En tant qu’écolière en Israël, Michal Feldman a appris que les anciens Philistins, qui vivaient entre les actuelles Tel Aviv et Gaza à l’âge du fer, étaient « les méchants ». Dans la Bible, ils étaient les ennemis jurés des Israélites, qui ont combattu les armées de Samson et envoyé Goliath au combat contre David. « Philistin » est encore une injure pour désigner un barbare non civilisé.
Aujourd’hui étudiant en doctorat en Allemagne, Feldman a trouvé une nouvelle façon de comprendre les Philistins. En analysant l’ADN de sépultures du 12e siècle avant notre ère dans la célèbre ville d’Ashkelon des Philistins, son équipe a découvert qu’ils étaient des intrus dans le Moyen-Orient antique. Leurs plus proches parents connus étaient originaires du sud de l’Europe, rapporte l’équipe cette semaine dans Science Advances.
Les données ADN suggèrent un noyau de vérité aux légendes grecques et moyen-orientales qui décrivent des survivants qui se sont déplacés vers le sud après l’effondrement catastrophique des grandes civilisations de l’âge du bronze de la Méditerranée à la fin du 13e et au début du 12e siècle avant notre ère. « Cette histoire de migration est terriblement proche de ces souvenirs », déclare le coauteur Daniel Master du Wheaton College dans l’Illinois, qui dirige des fouilles à Ashkelon, en Israël. « Il s’agit de vraies personnes qui quittent de vrais problèmes, qui trouvent de nouvelles familles dans une nouvelle maison », ajoute Assaf Yasur-Landau, archéologue à l’Université de Haïfa en Israël, qui n’a pas participé à l’étude. « C’est l’histoire humaine la plus fondamentale »

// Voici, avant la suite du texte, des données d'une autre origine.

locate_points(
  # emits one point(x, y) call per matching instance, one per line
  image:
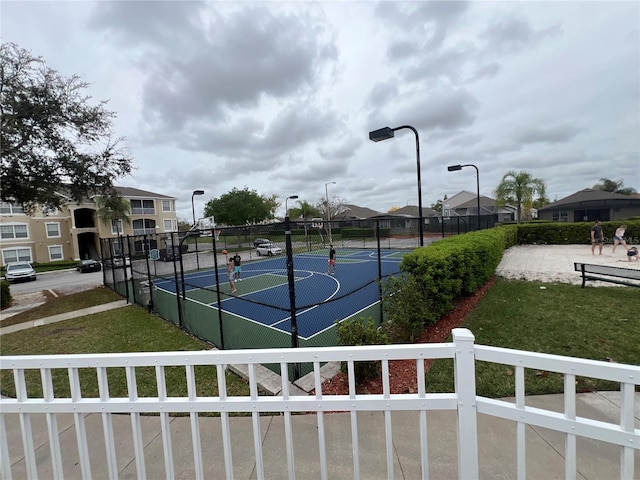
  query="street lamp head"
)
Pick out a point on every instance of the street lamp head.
point(381, 134)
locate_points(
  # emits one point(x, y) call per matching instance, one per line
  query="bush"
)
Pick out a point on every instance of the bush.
point(5, 292)
point(405, 308)
point(358, 332)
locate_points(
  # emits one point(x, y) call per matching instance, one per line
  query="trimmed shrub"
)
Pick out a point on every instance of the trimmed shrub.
point(405, 308)
point(358, 332)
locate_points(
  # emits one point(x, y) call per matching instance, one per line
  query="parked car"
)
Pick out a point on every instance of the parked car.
point(89, 265)
point(19, 271)
point(268, 249)
point(259, 241)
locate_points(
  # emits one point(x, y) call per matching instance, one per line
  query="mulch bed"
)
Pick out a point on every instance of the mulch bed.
point(403, 373)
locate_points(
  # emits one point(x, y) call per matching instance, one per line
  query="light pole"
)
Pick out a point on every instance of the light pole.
point(286, 208)
point(291, 278)
point(326, 197)
point(386, 133)
point(193, 211)
point(453, 168)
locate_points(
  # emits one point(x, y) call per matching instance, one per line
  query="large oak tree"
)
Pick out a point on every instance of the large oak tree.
point(54, 138)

Les archéologues savent depuis un siècle que les pots en céramique distinctifs et autres artefacts qui sont soudainement apparus dans les villes philistines du 12e siècle avant notre ère ressemblent à des artefacts de l’empire mycénien de Grèce, l’ancienne puissance qui, selon le mythe, a combattu Troie. Les hiéroglyphes égyptiens décrivent une bataille navale avec des peuples venus du nord, que les chercheurs du XIXe siècle appelaient les « peuples de la mer ». Mais d’autres chercheurs pensent que la culture philistine s’est répandue lorsque les anciens empires de Turquie et de Syrie ont décliné et que les populations locales ont comblé le vide.

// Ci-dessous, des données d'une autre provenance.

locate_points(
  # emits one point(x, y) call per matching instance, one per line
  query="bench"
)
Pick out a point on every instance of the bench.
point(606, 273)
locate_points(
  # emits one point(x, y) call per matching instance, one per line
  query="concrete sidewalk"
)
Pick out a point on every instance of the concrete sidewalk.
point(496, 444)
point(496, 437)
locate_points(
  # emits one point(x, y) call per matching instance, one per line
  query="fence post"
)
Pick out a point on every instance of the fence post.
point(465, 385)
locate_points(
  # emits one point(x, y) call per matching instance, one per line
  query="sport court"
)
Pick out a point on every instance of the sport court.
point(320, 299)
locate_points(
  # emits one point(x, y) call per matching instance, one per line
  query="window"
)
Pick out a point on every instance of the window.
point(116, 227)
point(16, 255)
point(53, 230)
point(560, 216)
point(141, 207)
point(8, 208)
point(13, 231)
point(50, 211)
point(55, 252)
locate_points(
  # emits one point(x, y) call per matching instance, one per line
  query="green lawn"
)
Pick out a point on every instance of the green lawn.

Les sépultures de nourrissons sous les sols en terre des maisons philistines ont donné de l’ADN ancien.
Robert Walch/Courtesy Leon Levy Expedition to Ashkelon
Master a invité le conseiller de Feldman, le paléogénéticien Johannes Krause de l’Institut Max Planck pour la science de l’histoire humaine à Iéna, en Allemagne, à essayer d’extraire l’ADN des dents et des os de l’oreille interne des squelettes excavés à Ashkelon. L’équipe a analysé 1,24 million de sites à travers les génomes de 10 squelettes. Trois des individus les plus âgés, qui vivaient il y a 3500 à 3700 ans, ne se distinguaient pas génétiquement des populations levantines locales. Mais l’ADN de quatre nourrissons enterrés sous les sols en terre des maisons d’Ashkelon 500 ans plus tard, lorsque la culture philistine apparaît pour la première fois, racontait une histoire différente. Ils avaient hérité de 25 à 70 % de leur ADN d’ancêtres d’Europe du Sud, et les correspondances les plus proches étaient celles d’anciens peuples de la mer Égée, de Sardaigne et d’Ibérie. Le reste de l’ADN provenait de populations locales, ce qui suggère que leurs ancêtres européens s’étaient rapidement accouplés avec leurs nouveaux voisins. En effet, deux styles de poterie dans des maisons voisines suggèrent que des Philistins et des Levantins vivaient côte à côte à Ashkelon.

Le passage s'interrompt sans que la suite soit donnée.